By Josephine Mugiyo & Bruce Chahwanda
WITH the country sitting on 130 000 tonnes of ivory, Zimbabwe is lobbying the international community, to support its quest for the ivory trade ban to be lifted at the forthcoming CITES meeting.
This Monday Zimbabwe Parks and Wildlife Management Authority (ZIMPARKS) Director General Fulton Mangwanya made a passionate presentation to diplomats from several European Union countries, bemoaning the ivory trade ban, culling of the herd and trophy hunting.
This comes at a time when Zimbabwe has an elephant herd which exceeds the country’s carrying capacity of 45 000 and an ivory stock pile of 130 000 tonnes valued approximately at US$600 million.”After every CITES meeting we have to nurse some wounds as Zimbabwe.
There is a great market for ivory and we need to sell for management of the herd. Culling is opposed, hunting opposed, ivory sales illegal,” said Dr Mangwanya.
The ZIMPARKS boss says instead of being recognised for its efforts in wildlife conservation, Zimbabwe is being punished.The country is even willing to account for how the proceeds from the ivory trade will be utilised.
“We are saying we are open for all to see how we use the money.”
Britain’s defence attachée to Zimbabwe Group Captain Andrew Bastable says they are compelling arguments which will be dealt with by experts when the issue is tabled at CITES.
“There are compelling arguments from both sides and there will be experts to deal with these arguments,” said Bastable.
Switzerland ambassador to Zimbabwe His Excellency Niculin Jager said they appreciate Zimbabwe’s openness on the issue of conservation management.
“We appreciate your openness and willingness to discuss issues of bio diversity,” he said.CITES last agreed to a once-off sale of ivory in 2008.
Meanwhile Safari operators believe there is need for Zimbabwe to continuously engage the international community for the country to deal with the surging wildlife population.
With numbers being thrown around regarding the holding capacity and the existing elephant population, tour operators believe a consensus has to be reached with the global community to ensure Zimbabwe offloads some of the elephants.
“On culling, we have 100 000 elephants with a capacity of 50 000, Hwange national park has 50 000 while its capacity is only 15 000,” said Dr Emmanuel Fundira, Safari Operators Association of Zimbabwe President.
“Elephants now leave the park going to where people are hence human wildlife conflict. So we are saying let’s cull these elephants as they damage the habitat. In Kaza we have close to 400 000 elephants while our capacity is only a third of that,” he said.
Wildlife expert, Mr George Seremwe says more awareness programmes must be adopted to ensure communities co-exist with wild animals.
“Awareness is critical for communities within wildlife ranges such that they live in harmony otherwise more deaths of people and animals will continue to be witnessed,” he said.

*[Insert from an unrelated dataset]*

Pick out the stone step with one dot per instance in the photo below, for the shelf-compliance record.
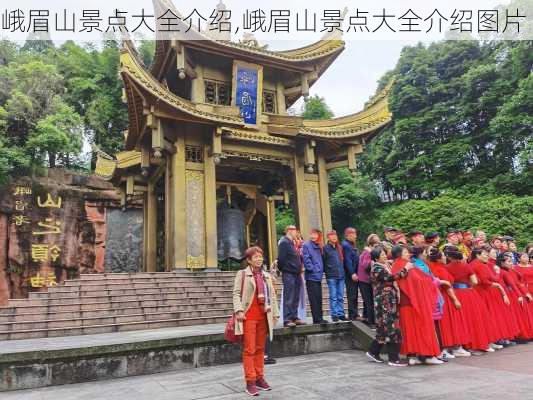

Zimbabwe failed to get the desired result at the last CITES meeting and hopes are high that the global community will have a change of mind, come CITES COP19 later this year.
“We continue engaging, we are preparing for CITES to be held in Panama City. We are also planning to send selected delegates to other African countries, there is a plan where Parks is organising an indaba in Victoria Falls where African Ministers will come suchlike that they carry a similar message to CITES.”
Zimbabwe is seeking a greenlight to trade its huge ivory stockpile to plough back resources towards conservation for posterity.